The Formula One F duct is a rear wing stalling device that operates by directing air flowing onto the car's nose cone through a tube around the cockpit and to the centre of the rear wing.
The driver can elect to block the air using his left leg, allowing him to stall his rear wing and thus increase the car's overall straight line speed.
For more information on F ducts, visit: http://www.formula1.com/news/technical/2011/0/823.html
USE IN FORMULA ONE
Formula One first saw F ducts used by the McLaren racing team in the 2010 racing season.
The device was instantly the envy of rival Formula One teams as it offered McLaren a serious advantage over other cars.
McLaren demonstrated the advantage of their controversial F duct system by taking podium places at the first two races of the season before sealing a one-two at the Chinese grand prix.

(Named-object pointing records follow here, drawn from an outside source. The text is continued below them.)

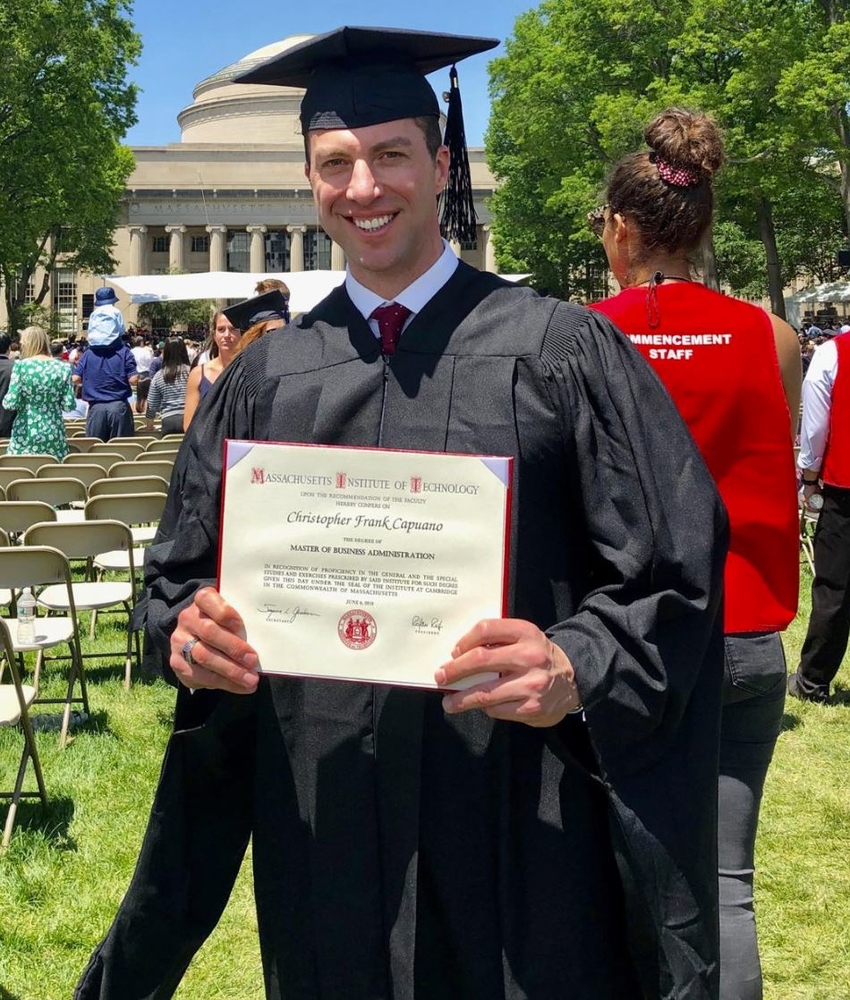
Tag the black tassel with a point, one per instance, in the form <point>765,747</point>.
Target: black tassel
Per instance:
<point>458,218</point>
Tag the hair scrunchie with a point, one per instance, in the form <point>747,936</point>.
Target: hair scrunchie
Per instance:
<point>677,176</point>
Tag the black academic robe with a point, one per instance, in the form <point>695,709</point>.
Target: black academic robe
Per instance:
<point>7,417</point>
<point>402,853</point>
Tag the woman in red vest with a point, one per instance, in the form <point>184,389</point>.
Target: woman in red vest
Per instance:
<point>734,371</point>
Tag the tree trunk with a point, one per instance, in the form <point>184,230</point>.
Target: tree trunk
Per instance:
<point>844,137</point>
<point>767,231</point>
<point>709,265</point>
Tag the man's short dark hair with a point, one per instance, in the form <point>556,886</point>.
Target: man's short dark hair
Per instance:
<point>429,125</point>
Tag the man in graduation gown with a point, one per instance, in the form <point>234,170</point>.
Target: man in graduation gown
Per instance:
<point>550,834</point>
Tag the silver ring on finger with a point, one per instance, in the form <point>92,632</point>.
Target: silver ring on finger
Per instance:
<point>187,652</point>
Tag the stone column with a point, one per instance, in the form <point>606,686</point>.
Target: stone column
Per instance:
<point>489,249</point>
<point>218,247</point>
<point>337,257</point>
<point>137,249</point>
<point>258,248</point>
<point>176,257</point>
<point>296,248</point>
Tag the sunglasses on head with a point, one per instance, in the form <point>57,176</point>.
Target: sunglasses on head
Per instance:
<point>596,220</point>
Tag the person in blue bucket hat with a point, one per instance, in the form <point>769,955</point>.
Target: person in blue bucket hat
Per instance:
<point>106,324</point>
<point>107,371</point>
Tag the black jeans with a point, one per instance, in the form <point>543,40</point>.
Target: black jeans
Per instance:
<point>109,420</point>
<point>829,623</point>
<point>753,699</point>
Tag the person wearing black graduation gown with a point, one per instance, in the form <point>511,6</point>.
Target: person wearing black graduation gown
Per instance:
<point>403,846</point>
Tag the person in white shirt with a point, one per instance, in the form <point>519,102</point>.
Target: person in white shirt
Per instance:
<point>824,464</point>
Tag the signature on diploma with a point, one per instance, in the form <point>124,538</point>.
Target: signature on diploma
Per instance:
<point>285,615</point>
<point>429,624</point>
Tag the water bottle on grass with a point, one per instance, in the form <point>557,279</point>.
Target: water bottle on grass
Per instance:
<point>26,618</point>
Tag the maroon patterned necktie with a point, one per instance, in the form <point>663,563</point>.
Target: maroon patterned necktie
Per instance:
<point>390,321</point>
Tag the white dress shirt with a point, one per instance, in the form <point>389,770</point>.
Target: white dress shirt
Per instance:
<point>415,297</point>
<point>817,401</point>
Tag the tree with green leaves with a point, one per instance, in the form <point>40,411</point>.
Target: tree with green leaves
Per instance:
<point>580,79</point>
<point>65,104</point>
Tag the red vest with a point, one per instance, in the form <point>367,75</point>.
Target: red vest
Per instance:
<point>717,357</point>
<point>836,462</point>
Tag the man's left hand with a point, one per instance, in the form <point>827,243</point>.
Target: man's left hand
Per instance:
<point>537,682</point>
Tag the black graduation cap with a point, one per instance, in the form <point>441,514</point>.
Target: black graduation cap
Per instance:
<point>269,305</point>
<point>355,77</point>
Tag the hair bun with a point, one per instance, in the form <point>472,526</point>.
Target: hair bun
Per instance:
<point>689,139</point>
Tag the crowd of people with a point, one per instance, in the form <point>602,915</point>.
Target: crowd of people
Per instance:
<point>114,372</point>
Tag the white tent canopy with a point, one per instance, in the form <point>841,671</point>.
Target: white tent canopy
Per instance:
<point>307,288</point>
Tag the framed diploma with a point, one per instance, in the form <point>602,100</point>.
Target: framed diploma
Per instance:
<point>362,564</point>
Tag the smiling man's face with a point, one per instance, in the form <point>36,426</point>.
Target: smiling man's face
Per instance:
<point>376,192</point>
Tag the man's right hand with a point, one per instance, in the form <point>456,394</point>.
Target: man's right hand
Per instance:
<point>221,656</point>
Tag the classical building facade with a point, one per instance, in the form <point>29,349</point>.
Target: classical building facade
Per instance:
<point>230,196</point>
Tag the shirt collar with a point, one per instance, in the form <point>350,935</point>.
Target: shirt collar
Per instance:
<point>417,294</point>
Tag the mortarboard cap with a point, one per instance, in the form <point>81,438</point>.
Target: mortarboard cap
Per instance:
<point>270,305</point>
<point>356,77</point>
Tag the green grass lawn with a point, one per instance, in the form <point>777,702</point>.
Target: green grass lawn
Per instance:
<point>67,869</point>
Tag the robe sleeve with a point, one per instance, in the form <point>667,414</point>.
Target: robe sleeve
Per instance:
<point>184,554</point>
<point>646,629</point>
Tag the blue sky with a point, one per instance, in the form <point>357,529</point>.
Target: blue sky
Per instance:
<point>183,43</point>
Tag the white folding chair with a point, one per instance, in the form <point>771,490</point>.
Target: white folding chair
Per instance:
<point>88,540</point>
<point>128,450</point>
<point>143,466</point>
<point>135,484</point>
<point>59,493</point>
<point>15,701</point>
<point>17,515</point>
<point>85,472</point>
<point>104,459</point>
<point>28,461</point>
<point>139,511</point>
<point>167,444</point>
<point>9,474</point>
<point>39,566</point>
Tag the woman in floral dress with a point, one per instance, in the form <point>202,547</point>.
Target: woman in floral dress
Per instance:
<point>40,389</point>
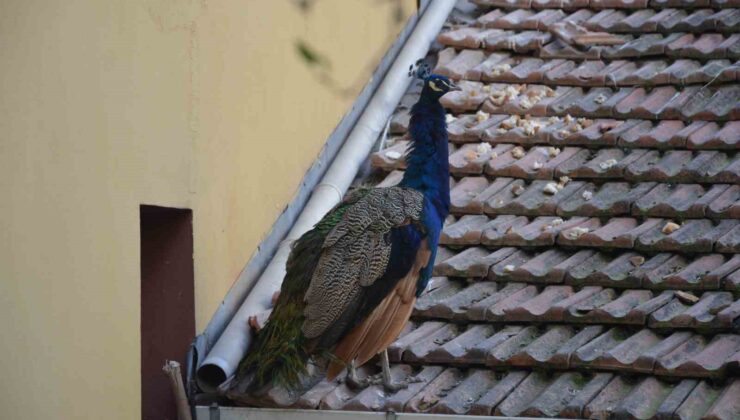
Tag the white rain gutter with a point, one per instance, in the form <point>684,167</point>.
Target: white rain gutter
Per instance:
<point>233,343</point>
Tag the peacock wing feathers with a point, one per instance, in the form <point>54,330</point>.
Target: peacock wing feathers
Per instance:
<point>355,254</point>
<point>329,273</point>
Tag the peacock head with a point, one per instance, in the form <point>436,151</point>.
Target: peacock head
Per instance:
<point>435,85</point>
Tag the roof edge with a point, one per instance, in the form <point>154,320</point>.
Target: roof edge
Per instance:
<point>268,247</point>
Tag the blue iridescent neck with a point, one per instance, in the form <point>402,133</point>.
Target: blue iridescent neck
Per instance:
<point>427,161</point>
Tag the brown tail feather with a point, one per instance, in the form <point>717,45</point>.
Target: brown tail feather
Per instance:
<point>384,324</point>
<point>349,346</point>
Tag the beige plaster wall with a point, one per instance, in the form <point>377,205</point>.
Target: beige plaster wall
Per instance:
<point>106,105</point>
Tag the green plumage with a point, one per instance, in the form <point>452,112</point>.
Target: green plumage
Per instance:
<point>280,353</point>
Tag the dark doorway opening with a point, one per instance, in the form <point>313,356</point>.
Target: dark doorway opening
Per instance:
<point>167,302</point>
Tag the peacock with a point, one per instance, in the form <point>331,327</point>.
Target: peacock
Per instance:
<point>351,282</point>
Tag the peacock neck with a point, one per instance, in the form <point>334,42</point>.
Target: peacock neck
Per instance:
<point>427,162</point>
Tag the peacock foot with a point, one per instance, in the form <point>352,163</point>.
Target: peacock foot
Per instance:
<point>354,381</point>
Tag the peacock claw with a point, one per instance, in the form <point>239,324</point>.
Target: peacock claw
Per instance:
<point>395,386</point>
<point>355,382</point>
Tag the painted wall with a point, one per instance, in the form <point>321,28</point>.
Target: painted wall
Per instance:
<point>106,105</point>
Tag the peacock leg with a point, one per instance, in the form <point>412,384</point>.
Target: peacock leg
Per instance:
<point>353,381</point>
<point>387,379</point>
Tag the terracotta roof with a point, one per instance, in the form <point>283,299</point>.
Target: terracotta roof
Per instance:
<point>591,266</point>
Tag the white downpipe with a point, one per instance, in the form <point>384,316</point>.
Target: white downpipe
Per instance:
<point>225,355</point>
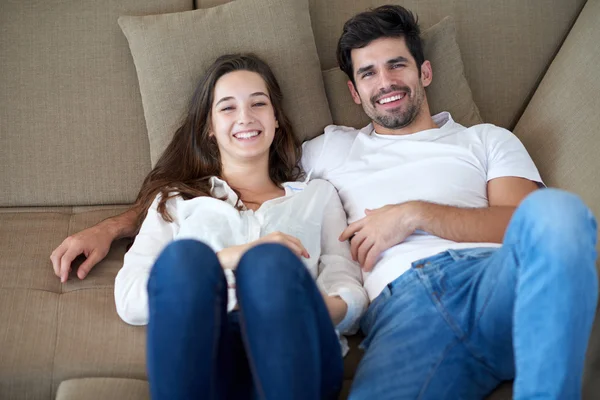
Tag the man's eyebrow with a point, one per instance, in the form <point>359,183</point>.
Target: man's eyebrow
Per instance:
<point>397,60</point>
<point>231,97</point>
<point>364,69</point>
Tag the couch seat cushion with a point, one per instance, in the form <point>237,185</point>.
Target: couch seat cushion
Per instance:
<point>103,389</point>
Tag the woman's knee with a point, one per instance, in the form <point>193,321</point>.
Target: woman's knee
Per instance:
<point>186,263</point>
<point>270,262</point>
<point>271,274</point>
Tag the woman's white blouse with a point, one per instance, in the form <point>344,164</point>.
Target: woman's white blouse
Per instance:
<point>312,212</point>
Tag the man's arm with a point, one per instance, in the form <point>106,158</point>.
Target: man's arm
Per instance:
<point>94,243</point>
<point>476,224</point>
<point>392,224</point>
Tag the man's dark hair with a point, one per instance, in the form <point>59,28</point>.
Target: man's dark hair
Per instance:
<point>381,22</point>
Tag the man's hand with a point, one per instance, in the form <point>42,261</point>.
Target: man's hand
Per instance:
<point>94,243</point>
<point>379,230</point>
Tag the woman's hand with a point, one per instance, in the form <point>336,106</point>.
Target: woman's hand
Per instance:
<point>230,256</point>
<point>336,306</point>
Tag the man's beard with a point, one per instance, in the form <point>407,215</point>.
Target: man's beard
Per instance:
<point>397,118</point>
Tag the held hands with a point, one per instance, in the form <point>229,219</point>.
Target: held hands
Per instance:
<point>230,257</point>
<point>379,230</point>
<point>94,243</point>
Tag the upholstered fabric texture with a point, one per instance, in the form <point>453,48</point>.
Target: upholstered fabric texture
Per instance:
<point>103,389</point>
<point>561,125</point>
<point>171,52</point>
<point>71,121</point>
<point>449,90</point>
<point>506,46</point>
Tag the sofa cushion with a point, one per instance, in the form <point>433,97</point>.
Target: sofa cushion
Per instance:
<point>27,341</point>
<point>72,128</point>
<point>449,90</point>
<point>103,389</point>
<point>171,52</point>
<point>506,46</point>
<point>560,125</point>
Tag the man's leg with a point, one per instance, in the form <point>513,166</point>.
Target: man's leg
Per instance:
<point>554,239</point>
<point>187,330</point>
<point>414,348</point>
<point>543,279</point>
<point>291,344</point>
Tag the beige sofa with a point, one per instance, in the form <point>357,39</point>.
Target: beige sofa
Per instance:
<point>74,150</point>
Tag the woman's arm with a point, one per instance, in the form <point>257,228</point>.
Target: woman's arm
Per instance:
<point>131,293</point>
<point>340,277</point>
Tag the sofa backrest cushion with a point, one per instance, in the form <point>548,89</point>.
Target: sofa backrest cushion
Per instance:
<point>71,122</point>
<point>561,125</point>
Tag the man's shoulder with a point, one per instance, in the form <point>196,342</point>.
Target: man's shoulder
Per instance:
<point>345,131</point>
<point>333,135</point>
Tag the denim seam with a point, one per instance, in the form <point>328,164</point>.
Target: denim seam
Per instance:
<point>217,338</point>
<point>482,358</point>
<point>461,336</point>
<point>435,367</point>
<point>251,364</point>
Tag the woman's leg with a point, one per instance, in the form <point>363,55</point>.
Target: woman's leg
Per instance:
<point>292,347</point>
<point>187,330</point>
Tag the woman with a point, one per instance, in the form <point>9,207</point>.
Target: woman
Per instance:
<point>223,267</point>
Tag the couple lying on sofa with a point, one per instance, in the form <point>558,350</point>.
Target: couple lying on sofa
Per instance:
<point>244,268</point>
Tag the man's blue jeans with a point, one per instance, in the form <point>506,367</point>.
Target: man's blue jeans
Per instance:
<point>280,345</point>
<point>457,324</point>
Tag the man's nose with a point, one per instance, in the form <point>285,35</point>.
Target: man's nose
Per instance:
<point>385,80</point>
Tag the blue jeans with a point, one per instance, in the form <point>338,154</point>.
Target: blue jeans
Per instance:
<point>457,324</point>
<point>281,343</point>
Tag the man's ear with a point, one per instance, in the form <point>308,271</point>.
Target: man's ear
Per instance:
<point>426,73</point>
<point>354,93</point>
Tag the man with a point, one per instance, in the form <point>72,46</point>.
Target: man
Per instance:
<point>429,201</point>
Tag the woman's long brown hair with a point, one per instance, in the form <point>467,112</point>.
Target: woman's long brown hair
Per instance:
<point>192,157</point>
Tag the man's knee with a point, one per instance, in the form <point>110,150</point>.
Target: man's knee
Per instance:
<point>558,216</point>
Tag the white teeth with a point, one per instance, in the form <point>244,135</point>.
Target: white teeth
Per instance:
<point>390,99</point>
<point>246,135</point>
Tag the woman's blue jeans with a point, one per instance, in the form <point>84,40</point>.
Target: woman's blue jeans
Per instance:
<point>281,344</point>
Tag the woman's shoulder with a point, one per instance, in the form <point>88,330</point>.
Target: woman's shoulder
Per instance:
<point>173,200</point>
<point>322,186</point>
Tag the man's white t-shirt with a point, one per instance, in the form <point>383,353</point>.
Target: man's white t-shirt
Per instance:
<point>449,165</point>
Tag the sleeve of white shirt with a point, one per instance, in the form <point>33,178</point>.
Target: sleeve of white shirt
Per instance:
<point>311,153</point>
<point>339,275</point>
<point>131,293</point>
<point>507,156</point>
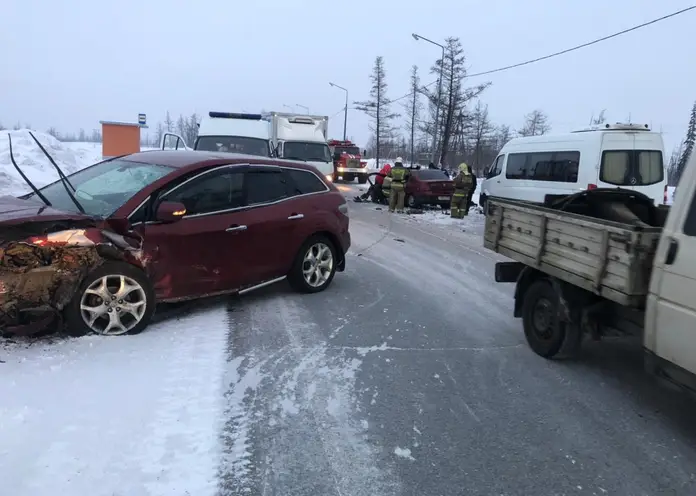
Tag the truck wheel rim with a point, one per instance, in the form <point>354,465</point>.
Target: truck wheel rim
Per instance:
<point>542,319</point>
<point>317,265</point>
<point>113,305</point>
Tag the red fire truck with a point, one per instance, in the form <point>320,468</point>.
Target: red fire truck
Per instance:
<point>347,161</point>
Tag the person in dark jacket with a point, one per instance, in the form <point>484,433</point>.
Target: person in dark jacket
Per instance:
<point>473,189</point>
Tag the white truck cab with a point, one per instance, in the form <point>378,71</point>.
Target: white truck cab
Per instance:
<point>304,138</point>
<point>628,156</point>
<point>227,132</point>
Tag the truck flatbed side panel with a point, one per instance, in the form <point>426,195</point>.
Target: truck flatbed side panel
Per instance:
<point>607,258</point>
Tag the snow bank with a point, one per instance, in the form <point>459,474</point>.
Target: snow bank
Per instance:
<point>133,415</point>
<point>70,157</point>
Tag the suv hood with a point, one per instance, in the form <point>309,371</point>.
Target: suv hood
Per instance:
<point>17,211</point>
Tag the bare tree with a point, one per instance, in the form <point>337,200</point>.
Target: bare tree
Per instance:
<point>455,98</point>
<point>688,145</point>
<point>673,165</point>
<point>599,120</point>
<point>481,133</point>
<point>413,108</point>
<point>503,134</point>
<point>191,129</point>
<point>377,107</point>
<point>181,126</point>
<point>159,133</point>
<point>536,123</point>
<point>168,123</point>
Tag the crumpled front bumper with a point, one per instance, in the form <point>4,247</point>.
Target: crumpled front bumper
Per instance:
<point>36,283</point>
<point>38,279</point>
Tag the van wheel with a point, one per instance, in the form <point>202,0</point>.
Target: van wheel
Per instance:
<point>315,265</point>
<point>542,329</point>
<point>115,299</point>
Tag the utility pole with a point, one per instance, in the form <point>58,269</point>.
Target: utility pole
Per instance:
<point>345,110</point>
<point>436,126</point>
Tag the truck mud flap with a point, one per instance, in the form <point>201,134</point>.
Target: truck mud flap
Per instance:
<point>508,271</point>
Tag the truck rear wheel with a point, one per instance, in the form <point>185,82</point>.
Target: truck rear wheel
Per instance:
<point>544,331</point>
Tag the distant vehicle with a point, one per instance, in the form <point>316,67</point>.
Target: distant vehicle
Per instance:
<point>99,248</point>
<point>348,163</point>
<point>429,187</point>
<point>628,156</point>
<point>227,132</point>
<point>302,137</point>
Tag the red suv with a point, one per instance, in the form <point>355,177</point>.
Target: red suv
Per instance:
<point>101,247</point>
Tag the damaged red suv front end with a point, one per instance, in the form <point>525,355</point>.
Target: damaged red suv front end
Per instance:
<point>44,256</point>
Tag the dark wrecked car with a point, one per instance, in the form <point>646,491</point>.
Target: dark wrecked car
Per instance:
<point>95,251</point>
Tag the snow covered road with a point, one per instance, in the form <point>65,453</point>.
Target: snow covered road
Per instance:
<point>408,376</point>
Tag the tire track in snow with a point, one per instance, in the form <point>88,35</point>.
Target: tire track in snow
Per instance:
<point>293,425</point>
<point>141,416</point>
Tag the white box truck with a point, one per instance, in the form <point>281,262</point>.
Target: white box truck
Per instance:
<point>227,132</point>
<point>302,137</point>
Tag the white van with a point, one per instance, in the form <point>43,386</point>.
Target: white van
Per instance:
<point>626,156</point>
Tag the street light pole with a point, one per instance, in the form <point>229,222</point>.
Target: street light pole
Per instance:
<point>439,93</point>
<point>345,113</point>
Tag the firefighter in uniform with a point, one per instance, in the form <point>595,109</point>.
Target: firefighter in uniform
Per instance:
<point>399,175</point>
<point>459,206</point>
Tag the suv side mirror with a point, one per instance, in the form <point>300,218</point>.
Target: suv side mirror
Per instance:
<point>170,211</point>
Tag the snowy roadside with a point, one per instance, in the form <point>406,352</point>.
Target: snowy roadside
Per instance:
<point>135,415</point>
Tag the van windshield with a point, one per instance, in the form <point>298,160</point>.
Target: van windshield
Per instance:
<point>234,144</point>
<point>311,152</point>
<point>632,167</point>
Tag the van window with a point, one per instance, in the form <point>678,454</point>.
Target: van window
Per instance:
<point>497,167</point>
<point>690,222</point>
<point>515,168</point>
<point>631,167</point>
<point>544,166</point>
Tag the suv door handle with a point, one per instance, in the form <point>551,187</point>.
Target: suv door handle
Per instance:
<point>672,252</point>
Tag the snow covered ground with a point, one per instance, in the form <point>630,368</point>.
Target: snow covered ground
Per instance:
<point>130,416</point>
<point>70,156</point>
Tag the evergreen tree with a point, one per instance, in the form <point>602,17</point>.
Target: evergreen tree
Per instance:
<point>378,108</point>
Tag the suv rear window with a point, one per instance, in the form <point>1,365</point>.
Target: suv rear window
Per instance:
<point>631,167</point>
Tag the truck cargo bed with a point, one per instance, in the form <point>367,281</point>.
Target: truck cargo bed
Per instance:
<point>607,258</point>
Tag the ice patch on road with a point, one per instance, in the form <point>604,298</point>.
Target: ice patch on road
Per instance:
<point>294,417</point>
<point>403,453</point>
<point>135,415</point>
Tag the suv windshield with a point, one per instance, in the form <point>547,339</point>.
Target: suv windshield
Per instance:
<point>104,187</point>
<point>632,167</point>
<point>350,150</point>
<point>311,152</point>
<point>233,144</point>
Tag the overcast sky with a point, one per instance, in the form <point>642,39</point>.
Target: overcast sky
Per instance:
<point>72,63</point>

Formula One's leading teams worked hard to develop their own F duct systems in order to compete with McLaren, and achieved this later on in the season despite knowing that the aerodynamic system would be banned during the 2011 Formula One season.
Formula One banned F ducts just five races into the 2010 season once their performance level was demonstrated by McLaren.
The ban was agreed by the Formula One Teams Association (FOTA) due to the high costs associated with developing and refining F duct systems.
Although F ducts remain a technically legal piece of equipment, the ban imposed by FOTA means that it is extremely unlikely that they will return to the sport for the foreseeable future.